A molecular modeling study of binary blend compatibility of polyamide 6 and poly(vinyl acetate) with different degrees of hydrolysis: An atomistic and mesoscopic approach

The binary blend compatibility of polyamide 6 (PA6) with poly(vinyl alcohol) (PVOH), poly(vinyl acetate) (PVAC), and partially hydrolyzed PVAC was studied for a wide range of compositions, by atomistic and mesoscopic modeling. The Flory-Huggins interaction parameter chi, calculated for these mixtures by atomistic modeling, showed that favorable interactions develop for PVAC with a low hydrolysis degree for a specific composition and also for compositions rich in either component. The effect of the PVAC hydrolysis degree on the mixture compatibility was explained in terms of the reduced ability of the acetylated chains to form hydrogen bonds, which in turn, may result in weaker intramolecular interactions. Such an effect may also be due to the more extended conformations assumed by these chains because of the bulky side groups. Calculations at high temperature gave small negative chi parameters, in good agreement with results reported by others. The chi and other structure-dependent parameters, derived from the atomistic level, were supplied to coarse-grained (mesoscopic) simulations. The length and time scales spanned by these simulations were relevant to real application scales. The kinetics of phase separation were examined via the structure factor and the growth rate of the domain size. Larger domain sizes were observed for the less hydrolyzed mixtures due to smaller chi parameters which implied higher temperature simulations for these mixtures. The exponent of the domain growth for the symmetric 1/1 and asymmetric 2/1 mixtures was found in the range 0.2-0.28 irrespective of time step. At equilibrium, the degree of order of the phases formed was extracted.

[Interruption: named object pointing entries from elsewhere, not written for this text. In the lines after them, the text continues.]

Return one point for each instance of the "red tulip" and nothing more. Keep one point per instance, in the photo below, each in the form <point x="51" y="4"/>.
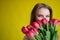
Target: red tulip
<point x="34" y="30"/>
<point x="30" y="34"/>
<point x="54" y="21"/>
<point x="35" y="25"/>
<point x="39" y="22"/>
<point x="58" y="21"/>
<point x="24" y="30"/>
<point x="29" y="27"/>
<point x="44" y="21"/>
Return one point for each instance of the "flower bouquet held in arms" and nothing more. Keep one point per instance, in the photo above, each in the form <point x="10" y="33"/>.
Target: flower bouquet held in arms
<point x="41" y="30"/>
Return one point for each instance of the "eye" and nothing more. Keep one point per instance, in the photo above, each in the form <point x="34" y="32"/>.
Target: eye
<point x="40" y="15"/>
<point x="47" y="16"/>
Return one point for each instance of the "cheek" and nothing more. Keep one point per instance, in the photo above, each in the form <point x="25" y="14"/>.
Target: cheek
<point x="48" y="19"/>
<point x="39" y="18"/>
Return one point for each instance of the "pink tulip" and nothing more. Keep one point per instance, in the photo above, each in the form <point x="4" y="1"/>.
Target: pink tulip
<point x="44" y="21"/>
<point x="39" y="22"/>
<point x="35" y="25"/>
<point x="34" y="30"/>
<point x="29" y="27"/>
<point x="30" y="34"/>
<point x="54" y="21"/>
<point x="24" y="30"/>
<point x="58" y="21"/>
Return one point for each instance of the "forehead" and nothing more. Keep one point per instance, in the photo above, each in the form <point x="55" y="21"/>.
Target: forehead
<point x="43" y="11"/>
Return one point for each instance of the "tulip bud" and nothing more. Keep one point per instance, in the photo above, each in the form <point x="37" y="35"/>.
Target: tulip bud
<point x="39" y="22"/>
<point x="54" y="21"/>
<point x="34" y="30"/>
<point x="24" y="30"/>
<point x="30" y="34"/>
<point x="29" y="27"/>
<point x="44" y="21"/>
<point x="35" y="25"/>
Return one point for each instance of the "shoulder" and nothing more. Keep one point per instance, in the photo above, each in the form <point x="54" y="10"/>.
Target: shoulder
<point x="25" y="38"/>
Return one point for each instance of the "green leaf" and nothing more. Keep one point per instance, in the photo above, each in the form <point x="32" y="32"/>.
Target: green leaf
<point x="55" y="36"/>
<point x="47" y="35"/>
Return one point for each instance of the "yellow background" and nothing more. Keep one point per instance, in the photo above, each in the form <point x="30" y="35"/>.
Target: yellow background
<point x="16" y="13"/>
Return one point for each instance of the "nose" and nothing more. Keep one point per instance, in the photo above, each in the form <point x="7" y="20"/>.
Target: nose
<point x="44" y="17"/>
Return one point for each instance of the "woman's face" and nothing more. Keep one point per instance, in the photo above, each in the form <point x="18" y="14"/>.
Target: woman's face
<point x="43" y="13"/>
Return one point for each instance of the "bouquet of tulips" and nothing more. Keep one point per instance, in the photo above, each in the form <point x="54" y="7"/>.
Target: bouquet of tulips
<point x="41" y="30"/>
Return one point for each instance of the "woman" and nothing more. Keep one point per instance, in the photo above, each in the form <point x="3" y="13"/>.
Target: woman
<point x="39" y="12"/>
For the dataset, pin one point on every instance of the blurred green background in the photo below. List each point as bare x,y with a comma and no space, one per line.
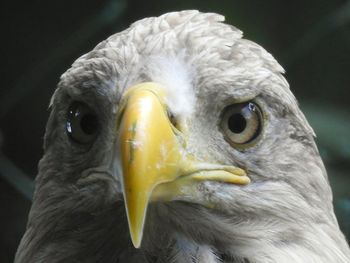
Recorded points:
40,39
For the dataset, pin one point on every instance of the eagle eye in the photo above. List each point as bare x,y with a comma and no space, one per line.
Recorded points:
242,124
82,123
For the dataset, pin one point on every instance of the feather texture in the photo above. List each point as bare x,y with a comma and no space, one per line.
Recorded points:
284,215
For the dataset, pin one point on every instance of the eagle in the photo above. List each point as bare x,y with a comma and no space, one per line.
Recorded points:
177,140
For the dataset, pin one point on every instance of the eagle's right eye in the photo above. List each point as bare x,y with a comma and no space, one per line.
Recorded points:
242,124
82,124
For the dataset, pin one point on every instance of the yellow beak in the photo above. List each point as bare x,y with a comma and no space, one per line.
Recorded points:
152,153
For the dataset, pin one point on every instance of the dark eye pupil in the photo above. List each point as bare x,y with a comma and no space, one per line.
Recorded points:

This was found to decrease as the hydrolysis degree of PVAC decreased for aspecific composition, indicating improved compatibility, in line with internal experimental findings and with results reported in the literature. The incompatible mixtures showed macrophase separation with a wide density spectrum. Compatibility was obtained for all PVAC/PA6 mixtures and also for the mixture of PVAC with 75% degree of hydrolysis for the composition 1/3 v/v, rich in PA6.